Le dollar est en réalité plus important qu’il ne le mérite à cause de ce que l’on appelle l’effet net, ce qui signifie que les gens utilisent la devise américaine parce que d’autres l’utilisent, tout comme les gens apprennent l’anglais parce qu’ils doivent traiter avec des personnes qui le parlent.

Le principal préjudice causé à cette situation concerne les pays les moins avancés, dont les économies souffrent des fluctuations des taux d’intérêt américains et de la valeur du dollar, qui a été discuté par le gouverneur de la Banque d’Angleterre, Mark Carney, à la conférence sur la politique monétaire de Jackson Hole et a mis en garde ce qu’il a appelé « accepter le statu quo ».

« Carney » franche le monde

La plupart des idées sur le papier de Carney se concentraient sur la mention de la monnaie numérique de Facebook, la Balance, mais ce n’était qu’une fraction de son argument plus large: le simple fait de placer le dollar en tant que devise dominante met une pression croissante sur l’économie mondiale, qu’il faut en quelque sorte mettre fin. .

En 1971, à l’époque du président Richard Nixon, le secrétaire américain au Trésor, John Kunal, avait déclaré aux ministres des Finances européens: « Le dollar est notre devise, mais c’est votre problème. » Selon Carney, le message américain s’est élargi au cours des cinquante dernières années. Nos problèmes sont aussi les vôtres. « 

Mais qu’en est-il de la centralisation du dollar? Le document de Carney cite les énormes efforts déployés par d’autres économistes, dont l’économiste en chef du FMI, Jetta Gopinath, et montre que le principal problème consiste à importer des factures.

En bref, le dollar est la devise préférée pour au moins la moitié des factures du commerce international, soit environ cinq fois plus que la part des États-Unis dans les importations mondiales de produits de base, et en supposant que certains pays pauvres aient besoin d’acheter du pétrole, ils le trouvent à un prix en dollars même s’ils ne le feront pas Importations en provenance des États-Unis.

Mais avec le temps, si la monnaie locale se déprécie par rapport au dollar, ces pays constatent que l’achat de la même quantité de pétrole leur coûtera plus cher et que le fardeau des citoyens ordinaires augmentera.

Les pays pauvres paient pour cette hégémonie

Il serait bon de compenser la facture d’importation élevée d’un pays pauvre avec une augmentation significative de ses exportations, mais si ses exportations sont également libellées en dollars, cela ne se produit pas et ne modifie pas nécessairement le volume des exportations car le prix en dollars n’a pas changé et augmente donc les dépenses d’importation de l’État et n’augmente donc pas ses recettes d’exportation.

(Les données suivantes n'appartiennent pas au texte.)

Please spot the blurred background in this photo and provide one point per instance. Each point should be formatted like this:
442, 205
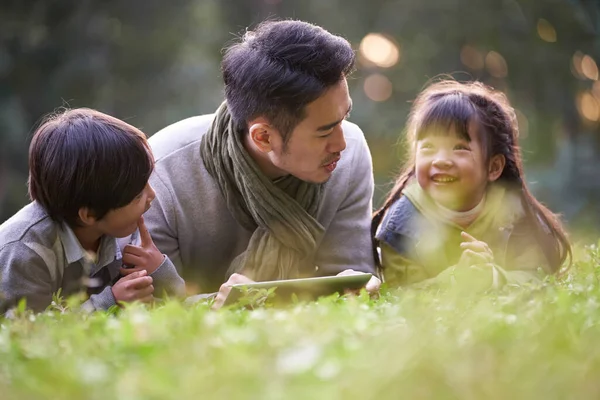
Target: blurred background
154, 62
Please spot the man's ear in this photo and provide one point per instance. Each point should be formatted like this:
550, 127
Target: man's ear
496, 167
262, 135
86, 216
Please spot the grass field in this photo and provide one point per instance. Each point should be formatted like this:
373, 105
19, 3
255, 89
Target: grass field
520, 343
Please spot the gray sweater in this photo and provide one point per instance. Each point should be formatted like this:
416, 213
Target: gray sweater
189, 220
39, 256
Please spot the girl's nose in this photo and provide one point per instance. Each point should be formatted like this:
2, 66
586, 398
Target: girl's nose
442, 163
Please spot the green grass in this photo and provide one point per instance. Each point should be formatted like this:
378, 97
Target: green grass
519, 343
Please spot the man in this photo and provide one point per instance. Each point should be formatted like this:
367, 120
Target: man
276, 184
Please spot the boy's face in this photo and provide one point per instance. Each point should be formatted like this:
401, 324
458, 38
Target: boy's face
452, 170
316, 143
123, 221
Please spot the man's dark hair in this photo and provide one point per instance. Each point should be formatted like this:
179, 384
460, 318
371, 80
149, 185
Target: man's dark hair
84, 158
279, 68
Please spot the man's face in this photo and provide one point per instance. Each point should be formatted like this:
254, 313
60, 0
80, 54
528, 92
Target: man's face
316, 143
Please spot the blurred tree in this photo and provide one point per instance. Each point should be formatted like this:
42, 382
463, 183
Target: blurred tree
123, 58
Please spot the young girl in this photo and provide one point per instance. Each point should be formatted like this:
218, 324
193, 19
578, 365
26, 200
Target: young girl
460, 212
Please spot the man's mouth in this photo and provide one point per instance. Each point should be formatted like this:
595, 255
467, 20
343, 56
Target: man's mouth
443, 178
331, 165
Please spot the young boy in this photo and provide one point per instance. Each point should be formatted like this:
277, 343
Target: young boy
88, 182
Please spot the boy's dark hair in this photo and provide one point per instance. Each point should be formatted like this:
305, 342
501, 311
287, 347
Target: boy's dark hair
279, 68
84, 158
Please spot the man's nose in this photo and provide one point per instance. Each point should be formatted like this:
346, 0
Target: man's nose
338, 142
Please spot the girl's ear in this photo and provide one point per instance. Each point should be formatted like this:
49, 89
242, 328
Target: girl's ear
496, 167
86, 216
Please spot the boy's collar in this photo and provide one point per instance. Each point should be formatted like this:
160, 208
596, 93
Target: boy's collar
107, 251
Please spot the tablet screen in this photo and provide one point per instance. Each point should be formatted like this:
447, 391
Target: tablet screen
303, 289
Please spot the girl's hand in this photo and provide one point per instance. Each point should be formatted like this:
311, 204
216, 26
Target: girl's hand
475, 252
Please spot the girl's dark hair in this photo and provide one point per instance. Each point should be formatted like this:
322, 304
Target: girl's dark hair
84, 158
279, 68
451, 106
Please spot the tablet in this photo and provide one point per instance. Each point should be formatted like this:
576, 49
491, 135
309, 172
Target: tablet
302, 289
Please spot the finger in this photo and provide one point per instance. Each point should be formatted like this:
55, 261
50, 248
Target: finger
477, 257
141, 282
468, 237
145, 292
129, 271
348, 272
135, 275
476, 246
144, 234
146, 299
133, 260
236, 279
224, 291
373, 285
132, 249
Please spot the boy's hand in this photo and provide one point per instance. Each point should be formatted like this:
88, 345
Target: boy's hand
225, 289
475, 252
372, 287
135, 286
144, 257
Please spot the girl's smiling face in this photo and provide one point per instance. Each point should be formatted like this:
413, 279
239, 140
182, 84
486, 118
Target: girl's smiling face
453, 169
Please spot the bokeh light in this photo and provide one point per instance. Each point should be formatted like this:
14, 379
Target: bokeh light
471, 57
496, 65
596, 90
576, 65
546, 31
378, 87
588, 106
589, 68
380, 50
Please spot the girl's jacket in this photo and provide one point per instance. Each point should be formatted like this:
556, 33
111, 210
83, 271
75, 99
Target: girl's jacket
419, 246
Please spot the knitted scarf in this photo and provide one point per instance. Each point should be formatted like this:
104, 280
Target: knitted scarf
280, 213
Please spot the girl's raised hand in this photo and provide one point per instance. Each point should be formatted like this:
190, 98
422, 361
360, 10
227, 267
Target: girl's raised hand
475, 251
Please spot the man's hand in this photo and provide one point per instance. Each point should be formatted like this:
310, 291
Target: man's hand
226, 288
475, 252
146, 256
372, 286
135, 286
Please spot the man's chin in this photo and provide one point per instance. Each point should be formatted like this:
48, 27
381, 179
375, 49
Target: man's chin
316, 178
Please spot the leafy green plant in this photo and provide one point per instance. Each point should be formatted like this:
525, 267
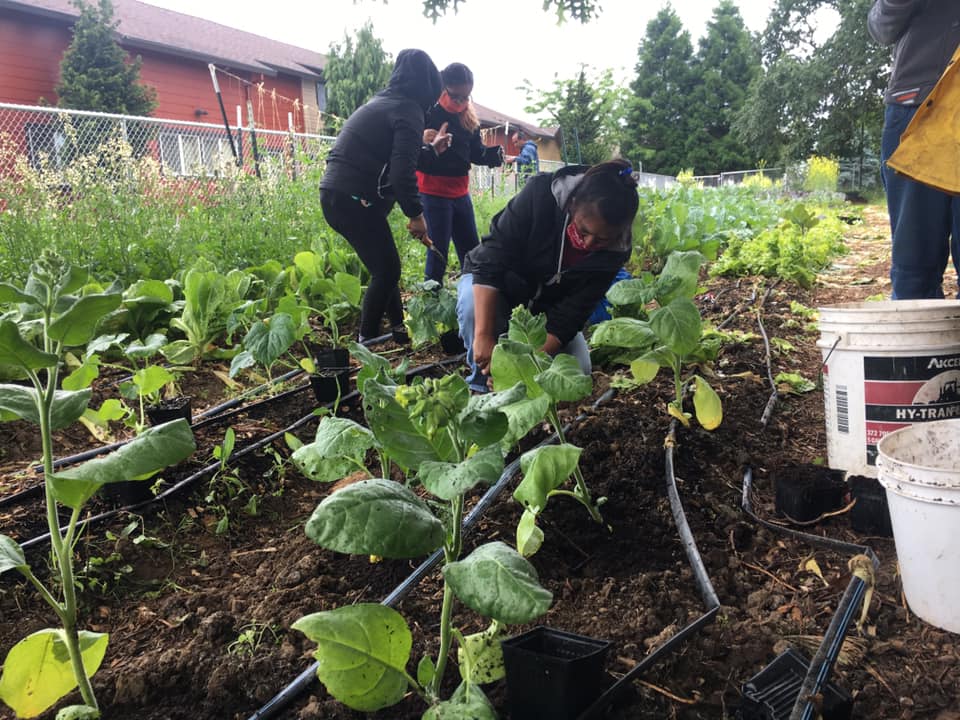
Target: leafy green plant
333, 293
449, 442
50, 663
517, 358
210, 299
431, 311
143, 388
226, 485
670, 335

Il est vrai que les exportateurs des pays pauvres réalisent d’énormes profits parce que leurs coûts sont exprimés en monnaie locale, mais il faudra peut-être un certain temps (peut-être des années) pour que le secteur de l’exportation se développe et offre plus de main-d’œuvre. Le document préparé par « Jetta » et d’autres en 2017 indiquait que la hausse du dollar de 1% par rapport à toutes les autres monnaies était associée à une baisse de 0,6% à 0,8% des échanges totaux entre le reste du monde.

Comme les banques centrales ont besoin de dollars pour payer les importations, elles tentent de constituer une réserve importante en dollars américains, tout comme les banques centrales, déclarent « Carney »: les deux tiers des émissions de titres mondiaux et la réserve officielle de devises libellées en dollars.

La demande pour le dollar entraîne une baisse des taux d’intérêt aux États-Unis, ce qui rend l’emprunt en devise américaine plus attractif. Cela signifie également que les pays ont besoin de dollars pour payer la dette, il est donc logique de payer des factures plus chères libellées en dollars et le monde entre dans un cycle de demande du dollar .

Alternative chinoise et digitale

Carney a cité Helen Ray, économiste à la London Business School: «Le cycle financier mondial est un cycle du dollar. Si une monnaie internationale médiocre tombe face au dollar, il devient difficile de rembourser toute cette dette libellée en dollars américains.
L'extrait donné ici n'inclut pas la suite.